Como programadores Java, ouvimos falar todo dia na tal Orientação a Objetos. Se você já
frequentou uma faculdade, certamente teve aulas teóricas e práticas sobre estes conceitos. Se
estamos tão cercados de objetos por todos os lados neste ramo, porque não sentimos tanto as
vantagens que este paradigma afirma ter?

Um dos motivos é porque a grande maioria dos sistemas desenvolvidos em Java não
são orientados a objetos de verdade. Geralmente aprendemos a programar primeiro de
maneira estruturada, pensando em funções que manipulam estruturas de dados, e não é fácil
para pensarmos de uma maneira completamente diferente como OO precisa.
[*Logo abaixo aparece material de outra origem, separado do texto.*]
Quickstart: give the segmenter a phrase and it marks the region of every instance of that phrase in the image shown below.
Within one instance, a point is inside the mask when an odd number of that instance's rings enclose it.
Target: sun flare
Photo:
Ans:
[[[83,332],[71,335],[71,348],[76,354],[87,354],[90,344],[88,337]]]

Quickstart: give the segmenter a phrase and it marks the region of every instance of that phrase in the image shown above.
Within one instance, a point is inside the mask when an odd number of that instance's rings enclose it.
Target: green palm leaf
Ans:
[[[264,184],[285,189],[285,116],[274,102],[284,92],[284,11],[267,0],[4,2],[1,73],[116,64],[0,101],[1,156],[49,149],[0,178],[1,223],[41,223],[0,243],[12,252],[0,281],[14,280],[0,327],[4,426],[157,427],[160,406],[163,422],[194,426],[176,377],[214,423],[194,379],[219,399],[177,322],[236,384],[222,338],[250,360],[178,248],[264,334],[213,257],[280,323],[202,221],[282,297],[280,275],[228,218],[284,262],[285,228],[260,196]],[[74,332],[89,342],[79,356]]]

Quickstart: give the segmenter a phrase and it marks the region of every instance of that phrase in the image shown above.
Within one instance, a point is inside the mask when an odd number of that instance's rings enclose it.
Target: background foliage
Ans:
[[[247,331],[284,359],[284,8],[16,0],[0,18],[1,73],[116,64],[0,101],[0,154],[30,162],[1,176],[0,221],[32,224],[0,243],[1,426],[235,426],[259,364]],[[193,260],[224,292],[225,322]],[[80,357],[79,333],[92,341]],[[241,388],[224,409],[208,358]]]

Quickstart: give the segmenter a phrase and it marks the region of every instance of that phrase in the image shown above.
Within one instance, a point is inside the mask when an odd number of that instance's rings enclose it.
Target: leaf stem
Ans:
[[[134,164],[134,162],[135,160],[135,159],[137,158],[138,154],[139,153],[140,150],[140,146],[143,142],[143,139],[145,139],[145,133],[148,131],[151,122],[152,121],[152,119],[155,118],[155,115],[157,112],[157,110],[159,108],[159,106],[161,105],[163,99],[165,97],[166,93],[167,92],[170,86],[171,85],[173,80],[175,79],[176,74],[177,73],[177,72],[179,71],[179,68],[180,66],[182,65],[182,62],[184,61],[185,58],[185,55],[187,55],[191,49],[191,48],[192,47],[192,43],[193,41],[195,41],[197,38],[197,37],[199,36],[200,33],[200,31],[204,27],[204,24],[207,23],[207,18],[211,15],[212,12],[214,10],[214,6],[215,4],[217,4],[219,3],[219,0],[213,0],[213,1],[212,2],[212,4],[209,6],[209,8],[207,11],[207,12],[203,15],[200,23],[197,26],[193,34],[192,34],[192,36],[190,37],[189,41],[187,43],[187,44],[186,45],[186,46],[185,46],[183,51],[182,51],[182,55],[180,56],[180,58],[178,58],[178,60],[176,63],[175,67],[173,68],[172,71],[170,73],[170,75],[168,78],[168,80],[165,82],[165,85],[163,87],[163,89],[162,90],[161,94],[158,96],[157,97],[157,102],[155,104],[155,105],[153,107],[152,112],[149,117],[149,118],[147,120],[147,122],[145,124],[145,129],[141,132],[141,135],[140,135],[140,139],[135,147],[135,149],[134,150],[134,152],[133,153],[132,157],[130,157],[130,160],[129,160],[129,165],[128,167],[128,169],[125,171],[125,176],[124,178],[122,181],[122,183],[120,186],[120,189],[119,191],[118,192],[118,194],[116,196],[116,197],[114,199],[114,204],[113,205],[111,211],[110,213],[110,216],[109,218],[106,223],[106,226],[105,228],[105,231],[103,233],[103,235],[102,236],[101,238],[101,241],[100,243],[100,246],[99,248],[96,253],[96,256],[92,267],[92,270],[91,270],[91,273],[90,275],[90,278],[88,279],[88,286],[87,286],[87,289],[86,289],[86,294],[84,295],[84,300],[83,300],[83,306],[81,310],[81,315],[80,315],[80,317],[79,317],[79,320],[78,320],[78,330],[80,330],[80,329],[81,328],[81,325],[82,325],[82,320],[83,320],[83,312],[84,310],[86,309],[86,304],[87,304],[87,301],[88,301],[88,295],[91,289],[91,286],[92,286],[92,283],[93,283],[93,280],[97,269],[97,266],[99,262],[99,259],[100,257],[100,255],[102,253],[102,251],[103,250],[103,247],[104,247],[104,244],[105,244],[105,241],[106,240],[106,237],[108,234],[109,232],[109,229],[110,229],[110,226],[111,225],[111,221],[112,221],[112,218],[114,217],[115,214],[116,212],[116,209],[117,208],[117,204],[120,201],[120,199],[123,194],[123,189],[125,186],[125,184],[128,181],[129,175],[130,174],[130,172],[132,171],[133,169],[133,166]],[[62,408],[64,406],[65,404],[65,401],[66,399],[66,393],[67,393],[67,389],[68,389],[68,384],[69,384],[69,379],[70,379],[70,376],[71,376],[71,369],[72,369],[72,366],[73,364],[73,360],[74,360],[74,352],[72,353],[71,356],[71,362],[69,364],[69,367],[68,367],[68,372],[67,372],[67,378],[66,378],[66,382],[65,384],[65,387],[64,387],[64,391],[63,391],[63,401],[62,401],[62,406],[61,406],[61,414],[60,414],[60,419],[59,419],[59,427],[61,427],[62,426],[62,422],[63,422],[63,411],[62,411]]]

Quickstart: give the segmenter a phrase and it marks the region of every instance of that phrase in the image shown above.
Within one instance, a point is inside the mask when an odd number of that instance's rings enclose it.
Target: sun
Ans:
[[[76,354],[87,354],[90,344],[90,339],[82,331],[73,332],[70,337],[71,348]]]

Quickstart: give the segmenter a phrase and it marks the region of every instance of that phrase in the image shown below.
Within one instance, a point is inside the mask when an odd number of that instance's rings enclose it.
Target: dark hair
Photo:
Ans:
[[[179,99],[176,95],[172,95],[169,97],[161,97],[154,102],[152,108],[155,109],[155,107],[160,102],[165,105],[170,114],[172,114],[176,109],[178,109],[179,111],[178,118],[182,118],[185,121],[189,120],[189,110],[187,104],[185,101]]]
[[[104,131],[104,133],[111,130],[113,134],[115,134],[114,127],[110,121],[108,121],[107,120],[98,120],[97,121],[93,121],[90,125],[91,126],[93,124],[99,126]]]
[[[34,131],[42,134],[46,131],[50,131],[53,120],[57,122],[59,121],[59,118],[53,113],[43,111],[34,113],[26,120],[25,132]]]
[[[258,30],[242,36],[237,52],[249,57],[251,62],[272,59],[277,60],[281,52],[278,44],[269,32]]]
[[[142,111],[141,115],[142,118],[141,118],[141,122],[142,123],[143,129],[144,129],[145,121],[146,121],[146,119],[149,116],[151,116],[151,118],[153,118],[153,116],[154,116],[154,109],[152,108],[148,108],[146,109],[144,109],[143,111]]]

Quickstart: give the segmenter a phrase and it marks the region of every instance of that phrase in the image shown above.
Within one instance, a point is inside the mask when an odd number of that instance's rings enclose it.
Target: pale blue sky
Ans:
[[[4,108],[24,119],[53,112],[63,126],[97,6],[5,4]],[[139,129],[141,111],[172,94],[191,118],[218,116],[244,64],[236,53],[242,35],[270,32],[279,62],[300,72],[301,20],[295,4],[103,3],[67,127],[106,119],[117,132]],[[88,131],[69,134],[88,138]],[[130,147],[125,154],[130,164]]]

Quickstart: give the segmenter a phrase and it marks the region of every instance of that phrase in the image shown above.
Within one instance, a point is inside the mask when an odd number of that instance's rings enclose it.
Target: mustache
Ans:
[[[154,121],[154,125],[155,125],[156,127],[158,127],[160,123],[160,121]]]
Neste breve artigo vamos dar uma olhada em como podemos identificar um código com
características procedurais e como podemos converter nossa lógica em algo mais fortemente
Orientado a Objetos.

Como Identificar Código Procedural


Código procedural tem características bem específicas. Ao pensar de maneira estruturada, nós
enxergamos o mundo (ou pelo menos o mundo do ponto de vista da nossa aplicação) como
um conjunto de estruturas de dados que são manipuladas por funções.
Numa linguagem procedural como C ou Pascal, isso seria representado com um struct ou um
register sendo manipulado por funções ou procedimentos. E em Java, como alguém consegue
escrever um programa Procedural?
A primeira pista é olhar a documentação do sistema. Se o sistema começou a ser pensado pelo
banco de dados, começou procedural. Num sistema Orientado a Objetos você deveria se
preocupar em primeiro lugar com como os objetos se relacionam e qual seu comportamento,
não em qual tabela vai ficar o nome do usuário!
Passando da documentação, vamos olhar o código. Neste tipo de sistema são comuns classes
como essa:
public class Aluguel {
private Collection<Dvd> filmes = new ArrayList<Dvd>();
private Cliente cliente = null;
private BigDecimal precoTotal = null;

public BigDecimal getPrecoTotal() {


return precoTotal;
}

public void setPrecoTotal(BigDecimal precoTotal) {


this.precoTotal = precoTotal;
}

public Cliente getCliente() {


return cliente;

Fragmental Tecnologia da Informação LTDA – CNPJ: 07.708.661/0001-15 - http://www.fragmental.com.br


}

public void setCliente(Cliente cliente) {


this.cliente = cliente;
}

public Collection<Dvd> getFilmes() {


return filmes;
}

public void setFilmes(Collection<Dvd> filmes) {


this.filmes = filmes;
}
}
O que é essa classe se não uma estrutura de dados? Ela não possui inteligência nenhuma,
poderia ser convertida numa struct C ou num register Pascal sem muitos problemas...
E quem manipula a estrutura? Temos uma classe cujos métodos fazem isso. Este tipo de
classe também é chamado de “classe de lógica” por algumas pessoas, mesmo a Orientação a
Objetos presumindo que você coloque dados e lógica em uma unidade só (os tais objetos!). No
nosso exemplo poderíamos ter:
public class GerenciadorLocadora {
public Aluguel alugarDvd(Cliente cliente, Collection<Dvd> filmes) {
Aluguel novoAluguel = new Aluguel();
novoAluguel.setCliente(cliente);
BigDecimal precoTotal = new BigDecimal("0");
for (Dvd dvd : filmes) {
novoAluguel.getFilmes().add(dvd);
precoTotal.add(dvd.getPreco());
}
novoAluguel.setPrecoTotal(precoTotal);
return novoAluguel;
}
}
E então temos um método que manipula completamente nossa estrutura de dados. Se você
não está propositalmente criando uma aplicação Procedural (mesmo neste caso é importante
ler sobre Programação Procedural e suas boas práticas), deve corrigir alguns problemas.
Neste esquema é possível que um objeto da classe Aluguel seja criado e utilizado sem ter um
cliente . Como verificar o estado deste objeto? Todos os seus objetos vão precisar saber que
Aluguel precisa de Cliente, uma repetição de código sem fim.
Um dos grandes problemas neste exemplo em específico é o preço total do aluguel. Como a
classe não possui qualquer inteligência, vamos ter que sempre confiar que quem a utilizar
atualize o preço corretamente. Imagine quanto prejuízo pode causar um método que adiciona
um DVD e esquece de aumentar o preço, ou vice-versa?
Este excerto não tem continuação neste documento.